California's floral ecosystems can't handle a mob of tourists seeking that Instagram-perfect field of flowers

Wooden carrier unwinds to bury seeds

Engineers have developed wooden seed carriers that mimic the behavior of self-burying seeds.

Before a seed can grow into a tree, flower, or plant, it needs to successfully implant itself in soil—a delicate and complex process.

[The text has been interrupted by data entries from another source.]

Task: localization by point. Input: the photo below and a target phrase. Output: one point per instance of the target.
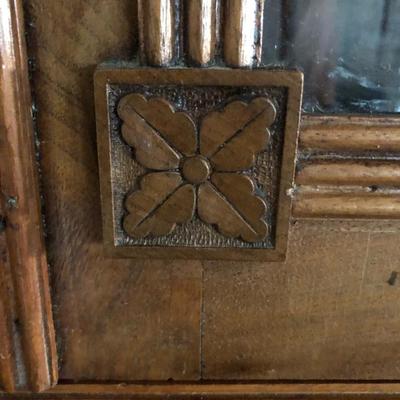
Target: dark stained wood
(157, 31)
(145, 314)
(317, 391)
(350, 203)
(243, 32)
(351, 133)
(228, 201)
(160, 135)
(342, 173)
(162, 201)
(202, 19)
(338, 176)
(230, 139)
(328, 312)
(32, 328)
(8, 370)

For the Erodium flower to implant a seed, its stalk forms a tightly wound, seed-carrying body with a long, curved tail at the top. When it begins to unwind, the twisting tail engages with the ground, causing the seed carrier to push itself upright. Further unwinding creates torque to drill down into the ground, burying the seed.

Inspired by Erodium’s magic, Teng Zhang, professor of mechanical and aerospace engineering at Syracuse University, Lining Yao from Carnegie Mellon University, and a team of collaborators worked to engineer a biodegradable seed carrier called E-seed.

Their seed carrier, fashioned from wood veneer, could enable aerial seeding of difficult-to-access areas, and could work for a variety of seeds or fertilizers and adapt to many different environments. The carriers also could be used to implant sensors for environmental monitoring. They might also assist in energy harvesting by implanting devices that create current based on temperature fluctuations.

“This is a perfect example demonstrating the beauty and power of bioinspired design. We learn from nature and eventually achieve superior performance by leveraging the freedom of engineering design,” says Zhang.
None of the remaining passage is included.